Hässig Patrick · Nationalrat · 2024-09-19
Hässig Patrick · Nationalrat · Zürich · Grünliberale Fraktion · 2024-09-19
Wortprotokoll
Alles, was wir uns wünschen oder aussuchen aus dem grossen Angebot der Aus- und Aufrüstung, muss auch finanzierbar sein. Dessen müssen wir uns bewusst sein. Für die GLP-Fraktion ist eine sinnvolle Erhöhung des Armeebudgets wichtig, eine, die es der Armee erlaubt, die Schweiz vor künftigen Bedrohungen zu schützen - allerdings nicht um jeden Preis. Wir wollen das Armeebudget in einem Rahmen erhöhen, der erstens keine zu brutalen Kürzungen bei wichtigen Ausgabenposten im Bundesbudget erfordert und zweitens der Armee erlaubt, ihre Kompetenzen schrittweise aufzubauen.
Die GLP-Fraktion steht darum hinter dem 1-Prozent-BIP-Ziel bis 2035 des Bundesrates. Sicherheit ist ein hohes Gut und hat ihren Preis. Mit der Erhöhung des Zahlungsrahmens auf 1 Prozent des BIP bis 2035 stellen wir ein rasches Wachstum von jährlich rund 6,2 Prozent der Armeeausgaben bereits sicher. Das Geld fliesst nicht aus dem Wasserhahn, und Finanzpolitik ist auch keine Jukebox. Trotzdem beraten wir weit über ein Dutzend Anträge und Ideen.
Die Diskussionen in der nationalrätlichen SiK haben gezeigt, dass es unmöglich ist, eine mehrheitsfähige Lösung zu finden. Wenn die Präsidentin der Kommission einen Stichentscheid fällen muss, die Kommission dann ein paar Minuten später den ganzen Zahlungsrahmen aber trotzdem wieder ablehnt, kann man das als einen sicherheitspolitischen Tiefflug bezeichnen. Ich hoffe, wir landen heute sanft. Eine harte Landung wäre auch für die Sicherheit unseres Landes hart.
Wir von der GLP-Fraktion setzen uns deshalb dafür ein, den Anstieg des Budgets der Armee nicht schneller voranzutreiben, als der Bundesrat dies vorgesehen hat.

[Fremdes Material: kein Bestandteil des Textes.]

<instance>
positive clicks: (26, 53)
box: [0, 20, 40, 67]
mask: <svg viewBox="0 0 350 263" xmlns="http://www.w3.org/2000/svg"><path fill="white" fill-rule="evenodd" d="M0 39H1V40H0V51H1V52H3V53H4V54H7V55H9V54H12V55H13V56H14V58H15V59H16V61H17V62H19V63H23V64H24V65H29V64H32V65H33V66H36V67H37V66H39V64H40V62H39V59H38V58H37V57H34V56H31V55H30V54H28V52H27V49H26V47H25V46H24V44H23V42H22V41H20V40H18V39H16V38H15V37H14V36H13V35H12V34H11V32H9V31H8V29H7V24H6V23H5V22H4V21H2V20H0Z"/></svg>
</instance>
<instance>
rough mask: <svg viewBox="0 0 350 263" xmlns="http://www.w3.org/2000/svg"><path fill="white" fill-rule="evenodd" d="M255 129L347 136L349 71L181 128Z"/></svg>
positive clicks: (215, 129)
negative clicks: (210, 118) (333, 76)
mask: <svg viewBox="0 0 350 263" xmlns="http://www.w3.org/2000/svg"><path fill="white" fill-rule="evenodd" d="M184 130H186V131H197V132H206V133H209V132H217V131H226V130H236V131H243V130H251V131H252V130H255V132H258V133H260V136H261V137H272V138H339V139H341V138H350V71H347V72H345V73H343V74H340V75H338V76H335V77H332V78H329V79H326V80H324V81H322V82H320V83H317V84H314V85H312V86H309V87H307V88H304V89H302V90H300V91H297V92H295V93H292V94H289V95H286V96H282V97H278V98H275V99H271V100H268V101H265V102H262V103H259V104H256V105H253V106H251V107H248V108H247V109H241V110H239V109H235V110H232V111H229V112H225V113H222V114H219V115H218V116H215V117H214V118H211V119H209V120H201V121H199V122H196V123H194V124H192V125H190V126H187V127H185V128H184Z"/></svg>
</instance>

Es ist eine finanzielle Erhöhung mit Augenmass, eine mit klar weniger Komplikationen und Kompensationsdiskussionen. Ich bitte Sie deshalb im Namen der Grünliberalen Fraktion, den Antrag meiner Minderheit I zu unterstützen und den vom Bundesrat vorgeschlagenen Zahlungsrahmen zu übernehmen.
Falls dieser Antrag scheitert und der Rat dennoch einen höheren Zahlungsrahmen beschliesst, setzen wir uns dafür ein, dass wir hier nicht auch noch eine Budgetdebatte führen und sachfremde Sparmassnahmen in die Armeebotschaft aufnehmen. Das ist ordnungspolitischer Unsinn. Deshalb bitte ich Sie, bei Artikel 1 die Minderheit I der FK (Wettstein) zu unterstützen.
Am meisten Sinn hätte es gemacht, alle Kompensationsanträge abzulehnen und in der Armeebotschaft keine Minibudgetdebatte zu führen. Da der Bundesrat aber gestern seinen Antrag zurückgezogen hat und Sie den Ordnungsantrag abgelehnt haben, ist dies nun keine Option mehr. Falls der Rat diese Budgetdebatte dennoch führen möchte, lehnen wir alle konkreten Vorschläge für Sparmassnahmen ab, mit Ausnahme der Fondslösung. Wie ich im Eintretensvotum bereits gesagt habe, scheint es uns zynisch und auch kontraproduktiv, wenn man für die Sicherheit mehr Geld ausgeben möchte, dann aber bei der Entwicklungszusammenarbeit den Sparhammer auspackt. Auch Entwicklungszusammenarbeit ist Sicherheitspolitik.
Die Sicherheitspolitik der Schweiz sollte aus drei Säulen bestehen: Erstens braucht sie eine starke moderne Armee, zweitens sollte sie auf internationale Kooperation mit gleichgesinnten Partnern und drittens auf langfristige Investitionen in Frieden und Sicherheit durch Entwicklungszusammenarbeit setzen. Nachhaltige Sicherheit erfordert den Abbau der Ursachen von Konflikten wie Armut, Ungerechtigkeit und mangelnde Bildung.
Die GLP-Fraktion wird sich in der Gesamtabstimmung enthalten, sollten diese Kompensationskonzepte eine Mehrheit finden.